A few details are worth noticing here:

  • Math.PI gives a half circle.
  • Math.PI * 2 gives a full circle.
  • strokeStyle and fillStyle can be changed between shapes.
  • closePath() affects how the path is closed before drawing or filling.
  • The final true argument in arc() draws counterclockwise.

Drawing a sine curve

Canvas is also convenient for plotting a simple function point by point. In the following example, the first path draws a horizontal reference line at y = 100, and the second path uses a loop to generate a sine wave.

window.onload = function() {
  var canvas = document.getElementById("canvas");
      context = canvas.getContext("2d");

  // 横线
  context.beginPath();
  context.moveTo(0, 100);
  context.lineTo(320, 100);
  context.stroke();

  context.beginPath();
  context.moveTo(0, 100);

  for(var x = 0; x <320; x++) {
    var y = 100 + Math.sin(x * 0.02) * 100;
    console.log(x);
    console.log(y);
    context.lineTo(x, y);
  }
  context.stroke();
}

The expression

100 + Math.sin(x * 0.02) * 100

sets the vertical center at 100 and scales the amplitude by 100, so the curve oscillates around the middle horizontal line. The for loop moves across the canvas one pixel at a time, connecting each calculated point with lineTo().

Stroke and fill

The next snippet compares four square-drawing combinations: stroke only, fill only, stroke then fill, and fill then stroke. In the demonstration, the border width was increased on purpose so the visual difference would be more obvious.

// 设置边框宽度
context.lineWidth = lw;

// 左上
context.beginPath();
context.rect(55, 25, 50, 50);
context.stroke();

// 右上
context.beginPath();
context.rect(215, 25, 50, 50);
context.fill();

// 左下
context.beginPath();
context.rect(55, 125, 50, 50);
context.stroke();
context.fill();

// 右下
context.beginPath();
context.rect(215, 125, 50, 50);
context.fill();
context.stroke();

This is a straightforward way to see that stroke() and fill() are independent operations, and that their order can affect the final appearance when line width is more noticeable.

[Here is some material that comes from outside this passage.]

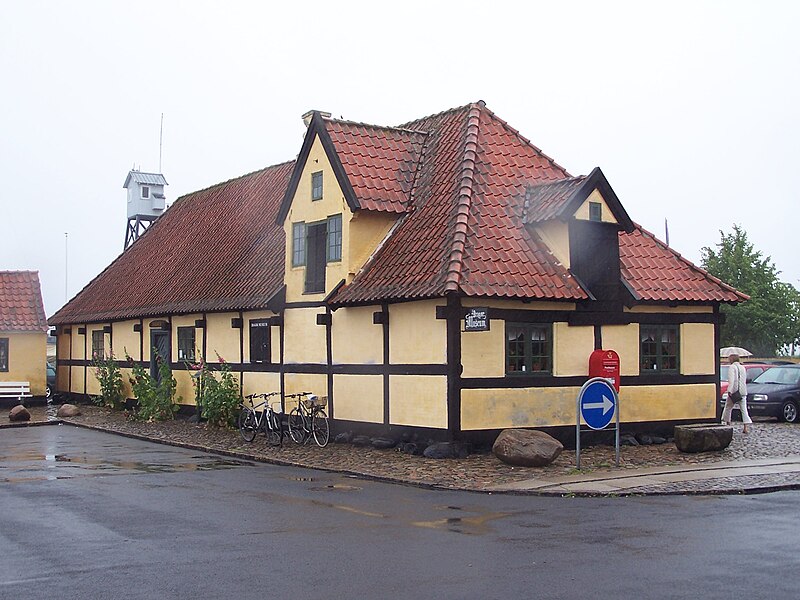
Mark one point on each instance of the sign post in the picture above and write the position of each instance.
(597, 404)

Line edge and corner behavior

When drawing lines, the shape of the endpoints and the way corners connect can change the look quite a bit. The following example demonstrates lineCap, lineJoin, and optionally miterLimit.

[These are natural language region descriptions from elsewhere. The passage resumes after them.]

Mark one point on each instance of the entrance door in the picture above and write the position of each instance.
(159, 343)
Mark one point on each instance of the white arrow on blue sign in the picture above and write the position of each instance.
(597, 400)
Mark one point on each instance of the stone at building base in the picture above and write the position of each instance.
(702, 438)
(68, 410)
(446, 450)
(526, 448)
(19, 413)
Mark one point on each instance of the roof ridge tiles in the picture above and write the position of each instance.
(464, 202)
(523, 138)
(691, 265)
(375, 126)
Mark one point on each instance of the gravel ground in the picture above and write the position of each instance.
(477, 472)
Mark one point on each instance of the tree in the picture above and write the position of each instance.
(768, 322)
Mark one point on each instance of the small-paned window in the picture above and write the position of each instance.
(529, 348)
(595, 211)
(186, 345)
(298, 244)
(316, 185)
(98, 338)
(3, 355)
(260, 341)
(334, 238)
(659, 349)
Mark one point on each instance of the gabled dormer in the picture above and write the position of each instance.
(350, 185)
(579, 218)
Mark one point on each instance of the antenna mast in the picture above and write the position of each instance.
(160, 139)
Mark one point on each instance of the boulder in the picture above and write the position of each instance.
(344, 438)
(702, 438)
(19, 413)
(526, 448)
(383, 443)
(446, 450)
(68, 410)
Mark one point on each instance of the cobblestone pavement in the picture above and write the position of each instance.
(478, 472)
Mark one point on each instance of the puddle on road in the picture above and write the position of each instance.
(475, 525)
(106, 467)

window.onload = function () {
  var canvas = document.getElementById("canvas"),
      context = canvas.getContext("2d");

  // 边缘形状
  context.lineCap = "round";
  // context.lineCap = "square";

  // 链接处形状
  // context.lineJoin = "bevel";
  context.lineJoin = "miter";
  // context.lineJoin = "round";
  // context.miterLimit = "3";


  context.lineWidth = 10;
  context.strokeStyle = "#FFDD83";
  draw();

  context.lineWidth = 1;
  context.strokeStyle = "#405983";
  draw();

  function draw() {
    context.beginPath();
    context.moveTo(50, 50);
    context.lineTo(100, 100);
    context.stroke();

    context.beginPath();
    context.moveTo(180, 50);
    context.lineTo(200, 100);
    context.lineTo(220, 50);
    context.stroke();

    context.beginPath();
    context.strokeRect(100, 130, 30, 30);
  }
}

Here the same shapes are drawn twice: first with a thick yellow stroke, then again with a thin dark stroke. That overlay makes the cap and join behavior easier to inspect. Switching between round, square, bevel, and miter gives a quick visual sense of how Canvas handles edges and corners.

Radial gradient inside a circle

Canvas gradients are also easy to test with a small self-contained example. This one creates a radial gradient that transitions from white at the center to black at the edge, then fills a circular path.

window.onload = function () {
  var canvas = document.getElementById("canvas"),
      context = canvas.getContext("2d");

  var gradient = context.createRadialGradient(120, 80, 0, 110, 90, 70);
  gradient.addColorStop(0, "white");
  gradient.addColorStop(1, "black");

  context.fillStyle = gradient;
  context.beginPath();
  context.arc(100, 100, 50, 0, Math.PI * 2, false);
  context.fill();
}

The key part is createRadialGradient(), which defines two circles for the gradient calculation. After that, addColorStop() sets the transition points, and the gradient can be assigned directly to fillStyle before filling the shape.